Exercise

I lost 12 pounds in the past 4 months because of the "no grains" diet I was on. Now that my endocrinologist has taken me off of it and put me on Metformin, I don't want to gain the weight back.

A little background here:

I'm a college student, and I walk a mile each way to school, take the stairs when I can (usually down, because I can't do up), and campus is huge so I walk a lot in general.

I have a breathing problem, which greatly impacts my ability to exercise. I also have another issue, most likely joint/nerve/muscle, which mostly impacts my ability to exercise because of the joint problems. I started on an elliptical a few weeks ago, had to switch because of ankle issues, went to the treadmill, which I had to stop because of knee and ankle problems. I also tried a bike, which bothered my knees.

I don't know what other kinds of exercise I could really do, other than weight lifting, which I imagine will be hard on my other joints. It seems like everything I do becomes an issue with one of my undiagnosed (not for lack of trying) health problems. Even walking four miles per day (at minimum) to and from school is a problem, I just can't handle the thought of taking the bus because my health is limiting me.

Does anyone here have any experience with exercise that will help me continue to lose weight but not put any undue stress on my joints or lungs?

oh,I am sorry I did not see you are a female, definitely get a check for RA. Women have about 70% of the RA cases in the US. It is worth a look see just to see.
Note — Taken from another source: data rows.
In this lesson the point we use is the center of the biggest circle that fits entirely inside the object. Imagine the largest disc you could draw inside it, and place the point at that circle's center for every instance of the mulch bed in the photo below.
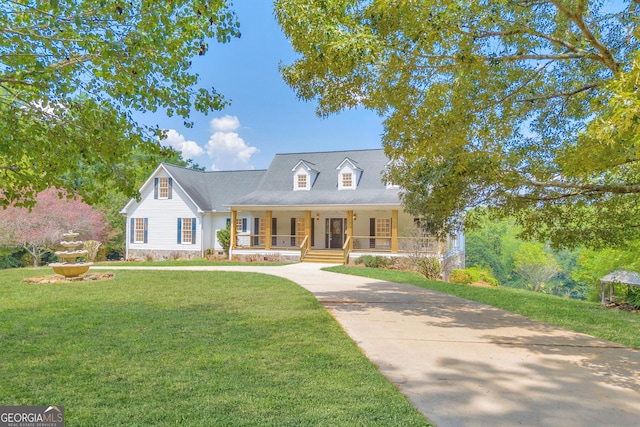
(57, 278)
(621, 305)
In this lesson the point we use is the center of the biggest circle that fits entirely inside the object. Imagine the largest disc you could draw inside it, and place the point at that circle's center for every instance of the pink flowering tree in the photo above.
(40, 230)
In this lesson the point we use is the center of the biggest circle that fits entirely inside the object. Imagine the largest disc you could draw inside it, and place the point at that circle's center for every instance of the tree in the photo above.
(41, 229)
(224, 237)
(536, 265)
(530, 107)
(73, 71)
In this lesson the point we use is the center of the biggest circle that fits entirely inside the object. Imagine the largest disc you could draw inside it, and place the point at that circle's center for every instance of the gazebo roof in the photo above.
(622, 276)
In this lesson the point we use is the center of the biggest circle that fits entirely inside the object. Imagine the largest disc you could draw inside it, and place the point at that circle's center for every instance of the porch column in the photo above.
(232, 229)
(267, 231)
(394, 231)
(307, 225)
(350, 227)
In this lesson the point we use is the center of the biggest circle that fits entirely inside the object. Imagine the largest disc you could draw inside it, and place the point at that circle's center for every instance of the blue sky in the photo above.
(264, 117)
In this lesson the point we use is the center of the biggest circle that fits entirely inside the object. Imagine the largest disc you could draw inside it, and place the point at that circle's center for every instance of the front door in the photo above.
(335, 233)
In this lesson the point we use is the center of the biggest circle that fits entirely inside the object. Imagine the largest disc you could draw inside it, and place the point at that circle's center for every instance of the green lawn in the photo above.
(189, 348)
(580, 316)
(182, 263)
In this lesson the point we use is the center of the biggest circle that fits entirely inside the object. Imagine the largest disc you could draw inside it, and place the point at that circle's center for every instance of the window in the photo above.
(302, 181)
(347, 180)
(163, 188)
(380, 231)
(300, 230)
(139, 230)
(383, 227)
(262, 235)
(187, 232)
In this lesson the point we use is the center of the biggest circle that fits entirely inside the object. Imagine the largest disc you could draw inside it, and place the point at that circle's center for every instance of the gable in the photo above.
(276, 186)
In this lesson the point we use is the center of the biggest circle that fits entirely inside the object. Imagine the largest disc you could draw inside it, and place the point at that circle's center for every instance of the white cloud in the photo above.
(189, 149)
(225, 124)
(227, 148)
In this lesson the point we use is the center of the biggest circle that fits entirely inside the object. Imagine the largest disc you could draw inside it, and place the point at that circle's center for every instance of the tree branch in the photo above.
(562, 94)
(605, 55)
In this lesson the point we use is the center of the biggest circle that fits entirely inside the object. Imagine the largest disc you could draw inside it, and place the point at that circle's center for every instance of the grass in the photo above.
(189, 348)
(185, 263)
(580, 316)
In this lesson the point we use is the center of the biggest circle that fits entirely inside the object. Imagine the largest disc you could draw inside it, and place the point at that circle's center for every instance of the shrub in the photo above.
(372, 261)
(482, 275)
(461, 276)
(633, 297)
(224, 237)
(8, 261)
(429, 267)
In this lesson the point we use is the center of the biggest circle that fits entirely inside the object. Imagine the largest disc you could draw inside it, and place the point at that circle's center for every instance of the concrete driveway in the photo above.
(466, 364)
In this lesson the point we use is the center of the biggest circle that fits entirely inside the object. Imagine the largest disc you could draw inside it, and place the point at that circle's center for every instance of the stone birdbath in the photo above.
(69, 265)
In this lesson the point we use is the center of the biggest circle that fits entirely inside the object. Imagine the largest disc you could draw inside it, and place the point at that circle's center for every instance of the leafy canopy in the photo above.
(530, 107)
(72, 72)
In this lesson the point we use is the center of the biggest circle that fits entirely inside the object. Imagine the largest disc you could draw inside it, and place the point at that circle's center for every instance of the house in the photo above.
(330, 206)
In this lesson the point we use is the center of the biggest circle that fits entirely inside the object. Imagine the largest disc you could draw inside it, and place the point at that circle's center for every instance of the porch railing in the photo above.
(423, 245)
(278, 241)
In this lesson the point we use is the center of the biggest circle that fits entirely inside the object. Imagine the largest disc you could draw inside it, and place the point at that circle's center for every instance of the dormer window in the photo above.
(348, 175)
(303, 176)
(163, 188)
(347, 180)
(302, 182)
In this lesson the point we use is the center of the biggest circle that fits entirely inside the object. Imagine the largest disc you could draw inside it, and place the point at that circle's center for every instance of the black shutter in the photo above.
(274, 231)
(256, 231)
(372, 232)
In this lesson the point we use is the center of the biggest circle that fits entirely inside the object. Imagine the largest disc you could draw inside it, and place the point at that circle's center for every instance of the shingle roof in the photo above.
(212, 191)
(276, 186)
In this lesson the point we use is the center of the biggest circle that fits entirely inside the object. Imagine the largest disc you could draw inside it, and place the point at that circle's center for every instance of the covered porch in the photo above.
(342, 235)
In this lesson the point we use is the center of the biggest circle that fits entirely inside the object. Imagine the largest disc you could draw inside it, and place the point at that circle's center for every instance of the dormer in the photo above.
(393, 163)
(348, 175)
(304, 175)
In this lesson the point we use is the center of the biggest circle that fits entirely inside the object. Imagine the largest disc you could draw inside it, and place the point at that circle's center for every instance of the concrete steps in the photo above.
(324, 256)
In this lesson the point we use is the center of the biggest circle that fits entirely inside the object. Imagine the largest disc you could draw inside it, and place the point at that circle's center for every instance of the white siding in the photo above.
(163, 217)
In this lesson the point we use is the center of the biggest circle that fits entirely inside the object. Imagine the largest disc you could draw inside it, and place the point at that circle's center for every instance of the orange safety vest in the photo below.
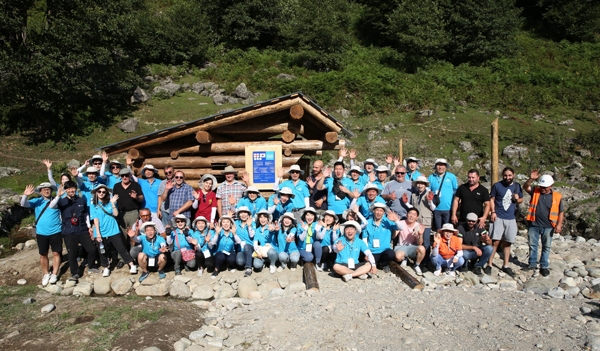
(554, 209)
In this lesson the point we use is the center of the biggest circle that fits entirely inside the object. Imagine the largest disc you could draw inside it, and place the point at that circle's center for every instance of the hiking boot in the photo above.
(508, 271)
(478, 271)
(143, 276)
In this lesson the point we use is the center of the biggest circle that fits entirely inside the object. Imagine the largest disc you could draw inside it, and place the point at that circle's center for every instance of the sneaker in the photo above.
(418, 270)
(508, 271)
(45, 279)
(143, 276)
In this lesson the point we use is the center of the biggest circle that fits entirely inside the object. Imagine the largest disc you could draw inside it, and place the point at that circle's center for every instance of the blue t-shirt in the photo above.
(150, 191)
(300, 190)
(50, 222)
(152, 247)
(334, 203)
(107, 222)
(350, 250)
(381, 232)
(448, 189)
(502, 197)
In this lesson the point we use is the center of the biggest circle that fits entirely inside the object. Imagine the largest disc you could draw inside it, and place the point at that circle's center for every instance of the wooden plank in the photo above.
(405, 276)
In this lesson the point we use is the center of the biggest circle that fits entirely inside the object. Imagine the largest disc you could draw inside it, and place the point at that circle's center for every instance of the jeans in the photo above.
(486, 252)
(534, 233)
(244, 258)
(440, 262)
(292, 258)
(440, 218)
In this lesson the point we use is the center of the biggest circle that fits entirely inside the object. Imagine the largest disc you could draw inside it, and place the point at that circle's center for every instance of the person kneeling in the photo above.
(153, 252)
(348, 249)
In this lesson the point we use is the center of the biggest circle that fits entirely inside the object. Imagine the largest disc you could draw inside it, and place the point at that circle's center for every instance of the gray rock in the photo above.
(140, 95)
(129, 125)
(203, 292)
(102, 285)
(121, 286)
(179, 290)
(246, 286)
(48, 308)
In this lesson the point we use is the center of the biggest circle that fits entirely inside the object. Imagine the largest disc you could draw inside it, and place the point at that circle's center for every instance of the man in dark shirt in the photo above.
(76, 229)
(471, 197)
(477, 244)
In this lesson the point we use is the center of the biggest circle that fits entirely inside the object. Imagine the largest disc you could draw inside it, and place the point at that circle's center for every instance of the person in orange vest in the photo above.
(545, 217)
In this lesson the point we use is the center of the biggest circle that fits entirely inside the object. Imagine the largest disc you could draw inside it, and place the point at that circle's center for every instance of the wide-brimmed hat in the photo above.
(92, 170)
(252, 189)
(147, 224)
(441, 160)
(229, 169)
(45, 185)
(381, 169)
(286, 191)
(421, 179)
(447, 226)
(265, 212)
(180, 216)
(378, 205)
(371, 161)
(332, 214)
(199, 218)
(295, 168)
(208, 176)
(355, 169)
(311, 210)
(288, 215)
(101, 186)
(350, 223)
(370, 186)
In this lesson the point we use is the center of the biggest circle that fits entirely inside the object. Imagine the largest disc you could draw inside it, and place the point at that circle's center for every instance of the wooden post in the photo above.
(401, 150)
(310, 277)
(405, 276)
(495, 151)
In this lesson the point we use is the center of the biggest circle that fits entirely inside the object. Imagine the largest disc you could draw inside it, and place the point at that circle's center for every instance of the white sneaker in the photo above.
(418, 270)
(45, 279)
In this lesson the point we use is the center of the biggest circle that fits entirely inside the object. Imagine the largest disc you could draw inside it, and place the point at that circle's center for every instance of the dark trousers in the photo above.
(72, 242)
(221, 259)
(114, 243)
(383, 259)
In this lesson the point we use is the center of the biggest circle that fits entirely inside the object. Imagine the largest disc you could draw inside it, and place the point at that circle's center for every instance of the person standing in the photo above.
(47, 228)
(545, 217)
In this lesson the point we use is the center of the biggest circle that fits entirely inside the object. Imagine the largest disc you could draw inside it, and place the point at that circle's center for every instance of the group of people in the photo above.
(353, 220)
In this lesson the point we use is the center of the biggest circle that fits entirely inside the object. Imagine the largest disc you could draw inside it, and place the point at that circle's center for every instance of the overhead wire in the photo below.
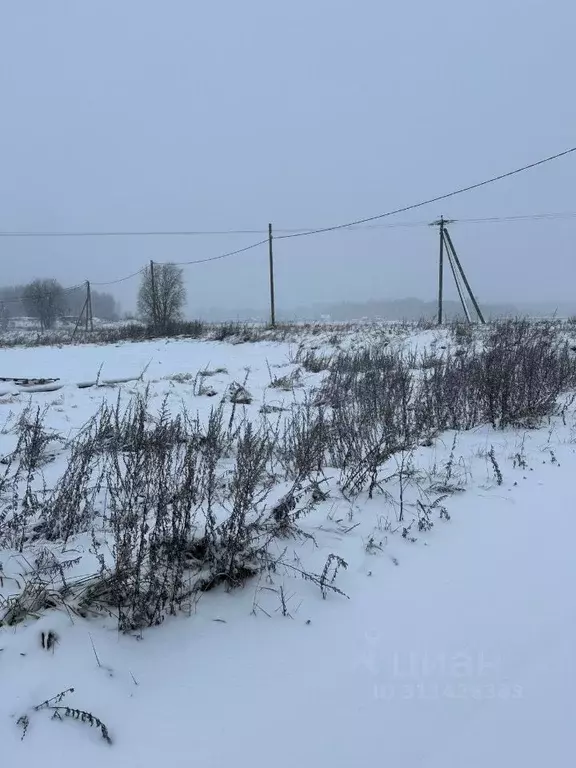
(431, 200)
(285, 234)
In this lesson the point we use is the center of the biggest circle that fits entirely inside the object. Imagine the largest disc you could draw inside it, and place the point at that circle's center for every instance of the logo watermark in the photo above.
(433, 675)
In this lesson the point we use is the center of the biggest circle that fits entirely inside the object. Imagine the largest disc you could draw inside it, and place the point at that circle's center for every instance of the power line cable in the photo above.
(120, 279)
(431, 200)
(214, 258)
(299, 232)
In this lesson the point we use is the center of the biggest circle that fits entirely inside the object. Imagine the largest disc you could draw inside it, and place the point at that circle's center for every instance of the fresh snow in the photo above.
(456, 650)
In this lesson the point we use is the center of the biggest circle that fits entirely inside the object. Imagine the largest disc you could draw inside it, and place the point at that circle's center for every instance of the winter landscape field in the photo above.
(322, 547)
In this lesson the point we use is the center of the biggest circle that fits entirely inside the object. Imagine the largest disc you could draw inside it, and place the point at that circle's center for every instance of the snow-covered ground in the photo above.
(452, 645)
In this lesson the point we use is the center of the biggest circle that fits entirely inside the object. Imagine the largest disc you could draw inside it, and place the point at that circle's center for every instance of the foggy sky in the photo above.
(175, 114)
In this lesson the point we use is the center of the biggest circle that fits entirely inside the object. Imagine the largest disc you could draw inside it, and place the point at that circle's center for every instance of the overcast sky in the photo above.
(175, 114)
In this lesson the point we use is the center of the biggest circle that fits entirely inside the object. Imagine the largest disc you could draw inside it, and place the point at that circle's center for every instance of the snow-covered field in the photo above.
(423, 620)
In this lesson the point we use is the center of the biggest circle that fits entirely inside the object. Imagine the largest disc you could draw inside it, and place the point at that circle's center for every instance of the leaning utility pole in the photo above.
(458, 273)
(271, 271)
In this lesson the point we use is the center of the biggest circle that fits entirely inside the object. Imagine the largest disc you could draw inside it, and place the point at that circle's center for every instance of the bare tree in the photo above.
(44, 299)
(162, 295)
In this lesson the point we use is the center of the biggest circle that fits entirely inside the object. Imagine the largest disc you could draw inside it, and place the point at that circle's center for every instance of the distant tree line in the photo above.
(46, 301)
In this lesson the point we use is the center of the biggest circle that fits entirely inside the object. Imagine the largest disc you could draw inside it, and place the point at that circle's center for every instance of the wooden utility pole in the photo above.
(88, 305)
(153, 289)
(457, 272)
(464, 278)
(271, 270)
(441, 224)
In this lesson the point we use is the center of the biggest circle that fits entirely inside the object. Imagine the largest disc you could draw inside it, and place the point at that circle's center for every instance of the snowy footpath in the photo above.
(462, 656)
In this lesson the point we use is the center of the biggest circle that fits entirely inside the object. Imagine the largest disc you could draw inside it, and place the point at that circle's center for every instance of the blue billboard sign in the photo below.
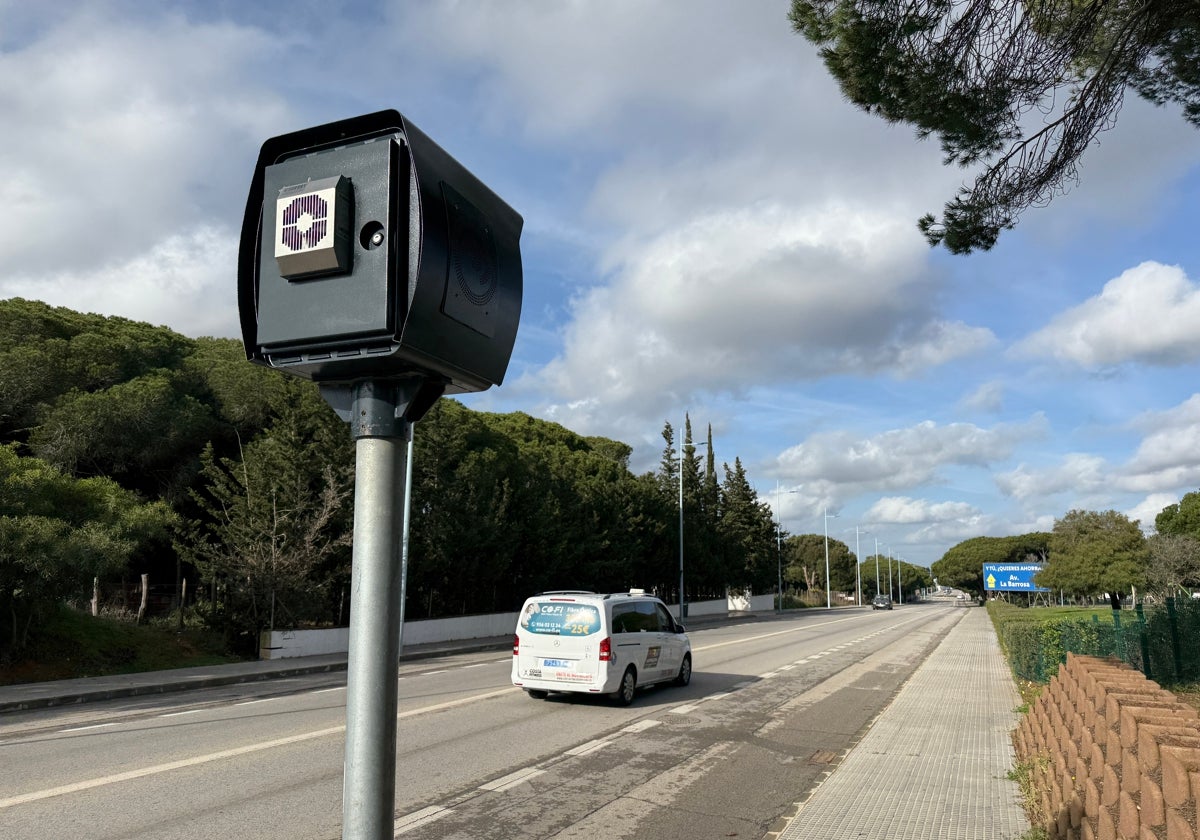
(1011, 577)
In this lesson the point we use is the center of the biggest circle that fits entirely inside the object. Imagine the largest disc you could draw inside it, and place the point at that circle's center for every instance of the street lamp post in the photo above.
(779, 546)
(889, 571)
(828, 586)
(779, 565)
(877, 565)
(683, 600)
(858, 569)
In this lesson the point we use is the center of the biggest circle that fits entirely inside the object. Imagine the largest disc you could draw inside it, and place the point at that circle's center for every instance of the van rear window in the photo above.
(555, 618)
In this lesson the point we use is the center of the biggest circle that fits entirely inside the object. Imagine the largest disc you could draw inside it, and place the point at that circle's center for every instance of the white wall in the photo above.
(287, 643)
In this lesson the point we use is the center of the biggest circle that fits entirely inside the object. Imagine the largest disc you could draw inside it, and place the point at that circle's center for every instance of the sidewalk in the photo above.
(935, 762)
(934, 765)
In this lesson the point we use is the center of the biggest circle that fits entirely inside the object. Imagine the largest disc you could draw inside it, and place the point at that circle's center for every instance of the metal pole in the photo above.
(403, 543)
(828, 589)
(779, 564)
(876, 565)
(858, 571)
(683, 601)
(889, 571)
(369, 784)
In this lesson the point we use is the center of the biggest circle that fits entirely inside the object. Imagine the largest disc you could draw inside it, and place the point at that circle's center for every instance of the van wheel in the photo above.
(684, 676)
(624, 695)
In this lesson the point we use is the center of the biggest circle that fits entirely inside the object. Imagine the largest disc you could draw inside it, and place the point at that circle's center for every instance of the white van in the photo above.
(593, 643)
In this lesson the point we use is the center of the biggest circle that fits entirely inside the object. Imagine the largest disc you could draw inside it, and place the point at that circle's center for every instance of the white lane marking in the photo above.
(418, 819)
(84, 729)
(591, 747)
(769, 635)
(511, 780)
(130, 775)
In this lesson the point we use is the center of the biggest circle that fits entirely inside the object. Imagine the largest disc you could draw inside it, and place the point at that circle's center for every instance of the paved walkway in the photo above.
(934, 765)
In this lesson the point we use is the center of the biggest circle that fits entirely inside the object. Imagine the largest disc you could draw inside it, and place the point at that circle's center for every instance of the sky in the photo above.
(711, 231)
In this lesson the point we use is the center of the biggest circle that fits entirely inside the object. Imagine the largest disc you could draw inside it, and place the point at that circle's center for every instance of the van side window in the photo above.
(624, 619)
(647, 617)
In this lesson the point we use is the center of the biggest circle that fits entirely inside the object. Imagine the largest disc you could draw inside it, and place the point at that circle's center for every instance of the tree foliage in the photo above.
(58, 533)
(1181, 519)
(1173, 565)
(256, 474)
(1095, 552)
(973, 73)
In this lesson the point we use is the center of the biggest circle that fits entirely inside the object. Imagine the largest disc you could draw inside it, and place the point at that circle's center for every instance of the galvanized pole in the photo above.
(369, 785)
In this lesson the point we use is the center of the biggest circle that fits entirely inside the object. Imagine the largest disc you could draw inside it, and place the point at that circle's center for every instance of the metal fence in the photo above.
(1162, 641)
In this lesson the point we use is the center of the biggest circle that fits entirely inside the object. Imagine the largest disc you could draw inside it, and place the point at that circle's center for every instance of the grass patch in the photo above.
(73, 643)
(1031, 795)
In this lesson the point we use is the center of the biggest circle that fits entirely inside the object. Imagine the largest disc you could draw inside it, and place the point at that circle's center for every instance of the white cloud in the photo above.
(762, 294)
(126, 137)
(905, 510)
(1149, 509)
(1147, 315)
(1079, 473)
(184, 282)
(1169, 456)
(833, 466)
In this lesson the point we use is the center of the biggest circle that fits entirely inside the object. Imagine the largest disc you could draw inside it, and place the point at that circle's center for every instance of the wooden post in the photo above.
(183, 600)
(145, 597)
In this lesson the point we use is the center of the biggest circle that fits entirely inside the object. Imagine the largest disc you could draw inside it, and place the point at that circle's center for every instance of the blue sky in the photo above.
(709, 228)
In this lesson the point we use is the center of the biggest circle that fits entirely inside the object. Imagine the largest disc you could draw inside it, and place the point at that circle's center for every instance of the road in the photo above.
(772, 706)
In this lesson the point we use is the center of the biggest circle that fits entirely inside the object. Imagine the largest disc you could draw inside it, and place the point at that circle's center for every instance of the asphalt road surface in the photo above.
(773, 705)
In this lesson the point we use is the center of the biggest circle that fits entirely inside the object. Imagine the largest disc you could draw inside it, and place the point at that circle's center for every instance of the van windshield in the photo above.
(555, 618)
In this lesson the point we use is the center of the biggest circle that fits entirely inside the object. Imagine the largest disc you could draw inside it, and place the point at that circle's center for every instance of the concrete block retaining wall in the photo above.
(1115, 755)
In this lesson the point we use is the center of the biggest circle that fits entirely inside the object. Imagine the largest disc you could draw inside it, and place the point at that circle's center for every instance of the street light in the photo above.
(683, 600)
(828, 589)
(858, 569)
(877, 591)
(779, 549)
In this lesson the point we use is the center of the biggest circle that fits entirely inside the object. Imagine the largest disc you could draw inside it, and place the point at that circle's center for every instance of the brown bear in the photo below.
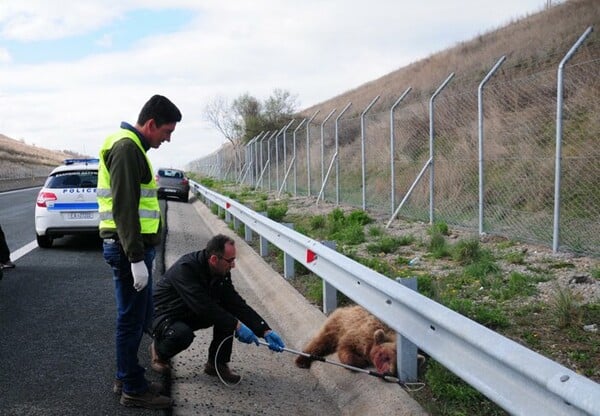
(360, 339)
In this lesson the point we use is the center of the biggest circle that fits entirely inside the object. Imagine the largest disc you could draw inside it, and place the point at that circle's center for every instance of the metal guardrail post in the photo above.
(406, 351)
(288, 261)
(517, 379)
(329, 291)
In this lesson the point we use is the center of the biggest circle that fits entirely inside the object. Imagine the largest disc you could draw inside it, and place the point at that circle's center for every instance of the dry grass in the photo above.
(21, 160)
(530, 45)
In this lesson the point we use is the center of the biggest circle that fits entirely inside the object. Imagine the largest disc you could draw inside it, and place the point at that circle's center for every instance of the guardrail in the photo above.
(519, 380)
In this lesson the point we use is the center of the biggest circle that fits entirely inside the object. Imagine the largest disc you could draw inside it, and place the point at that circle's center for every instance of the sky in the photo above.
(72, 70)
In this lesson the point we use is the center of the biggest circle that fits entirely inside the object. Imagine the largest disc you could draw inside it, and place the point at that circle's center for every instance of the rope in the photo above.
(216, 366)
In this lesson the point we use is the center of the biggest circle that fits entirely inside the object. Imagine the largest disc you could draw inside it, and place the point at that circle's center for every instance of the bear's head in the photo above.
(383, 353)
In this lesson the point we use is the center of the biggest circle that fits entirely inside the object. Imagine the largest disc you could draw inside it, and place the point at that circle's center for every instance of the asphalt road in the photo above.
(57, 314)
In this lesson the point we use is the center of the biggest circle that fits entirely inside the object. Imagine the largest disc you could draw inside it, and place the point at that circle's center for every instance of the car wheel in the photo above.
(44, 241)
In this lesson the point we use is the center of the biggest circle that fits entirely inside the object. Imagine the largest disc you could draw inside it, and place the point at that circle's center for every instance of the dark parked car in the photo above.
(172, 182)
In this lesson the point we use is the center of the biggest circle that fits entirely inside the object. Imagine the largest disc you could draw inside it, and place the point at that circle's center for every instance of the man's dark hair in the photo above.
(161, 109)
(216, 245)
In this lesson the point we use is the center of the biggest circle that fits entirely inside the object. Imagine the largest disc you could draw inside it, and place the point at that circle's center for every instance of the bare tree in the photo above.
(221, 114)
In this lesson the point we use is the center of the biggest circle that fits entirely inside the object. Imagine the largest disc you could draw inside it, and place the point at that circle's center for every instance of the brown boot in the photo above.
(158, 365)
(223, 371)
(154, 387)
(147, 400)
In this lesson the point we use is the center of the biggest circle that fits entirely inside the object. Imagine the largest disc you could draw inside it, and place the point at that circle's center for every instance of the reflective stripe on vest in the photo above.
(148, 208)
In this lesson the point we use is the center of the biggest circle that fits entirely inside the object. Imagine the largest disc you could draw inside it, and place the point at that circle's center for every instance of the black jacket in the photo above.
(189, 293)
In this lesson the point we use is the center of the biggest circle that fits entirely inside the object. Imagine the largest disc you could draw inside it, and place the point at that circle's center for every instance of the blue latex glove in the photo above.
(245, 334)
(275, 341)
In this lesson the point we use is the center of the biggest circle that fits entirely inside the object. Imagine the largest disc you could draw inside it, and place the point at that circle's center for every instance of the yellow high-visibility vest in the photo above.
(148, 208)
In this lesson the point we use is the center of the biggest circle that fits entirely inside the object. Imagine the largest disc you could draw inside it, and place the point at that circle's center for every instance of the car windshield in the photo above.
(168, 173)
(81, 179)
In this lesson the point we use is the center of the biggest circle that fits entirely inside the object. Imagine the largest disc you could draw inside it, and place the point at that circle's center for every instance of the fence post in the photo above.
(308, 151)
(480, 125)
(337, 158)
(263, 245)
(392, 148)
(294, 155)
(329, 291)
(559, 104)
(431, 134)
(322, 145)
(362, 151)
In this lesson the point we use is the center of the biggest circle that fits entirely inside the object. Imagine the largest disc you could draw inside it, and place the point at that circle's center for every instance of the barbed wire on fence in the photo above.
(518, 156)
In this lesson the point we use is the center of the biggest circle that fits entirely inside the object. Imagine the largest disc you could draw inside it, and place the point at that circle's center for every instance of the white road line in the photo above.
(17, 254)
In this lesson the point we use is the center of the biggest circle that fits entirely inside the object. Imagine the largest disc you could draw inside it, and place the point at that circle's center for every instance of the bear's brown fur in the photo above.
(359, 338)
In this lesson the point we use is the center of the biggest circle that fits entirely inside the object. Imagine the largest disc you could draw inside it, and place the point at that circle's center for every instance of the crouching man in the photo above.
(197, 292)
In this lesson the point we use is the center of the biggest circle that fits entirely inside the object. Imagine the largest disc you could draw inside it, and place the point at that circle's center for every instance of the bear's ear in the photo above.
(379, 336)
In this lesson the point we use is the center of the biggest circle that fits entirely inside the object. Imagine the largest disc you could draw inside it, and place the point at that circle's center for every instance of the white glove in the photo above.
(140, 275)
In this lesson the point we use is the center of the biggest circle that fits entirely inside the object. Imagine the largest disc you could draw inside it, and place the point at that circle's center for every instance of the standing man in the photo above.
(130, 226)
(5, 262)
(197, 292)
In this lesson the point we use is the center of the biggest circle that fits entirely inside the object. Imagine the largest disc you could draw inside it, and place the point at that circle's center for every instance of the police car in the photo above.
(67, 202)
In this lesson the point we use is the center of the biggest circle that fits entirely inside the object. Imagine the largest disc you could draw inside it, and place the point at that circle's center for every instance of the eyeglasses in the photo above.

I don't have any joint swelling, and the nerve and muscle issues aren't indicative of RA. Honestly, it sounds more like Lupus (which can cause breathing problems) or Lyme Disease or something else along those lines. I've been tested for everything under the sun, including RA, Lupus, Lyme, Fibromyalgia, etc. I think I'm just one of those people who eludes diagnoses. (I am seeing a rheumatologist on Monday, but I'm not expecting anything from that.)

I don't think I can handle more than the walking I'm doing for school. The treadmill was also just walking, and I added a few miles a day with it, yet the added joint pain was horrendous. (And changing up the route won't change a thing, because it's flat everywhere and I take a different route every day.)

Varying the food intake, now THAT sounds like a great idea! The truth is that I'm doing my best to continue replacing most grain or processed carbs with fruit and veggies, since it became an ingrained habit to stay away from all those things over the past few months. Greek yogurt instead of a sandwich for lunch, for example. I'm about four pounds or so away from my goal weight (which I will then promptly change to something about ten pounds lower), and I'm afraid that the sudden influx of calories will cause me to gain all the weight back instantly.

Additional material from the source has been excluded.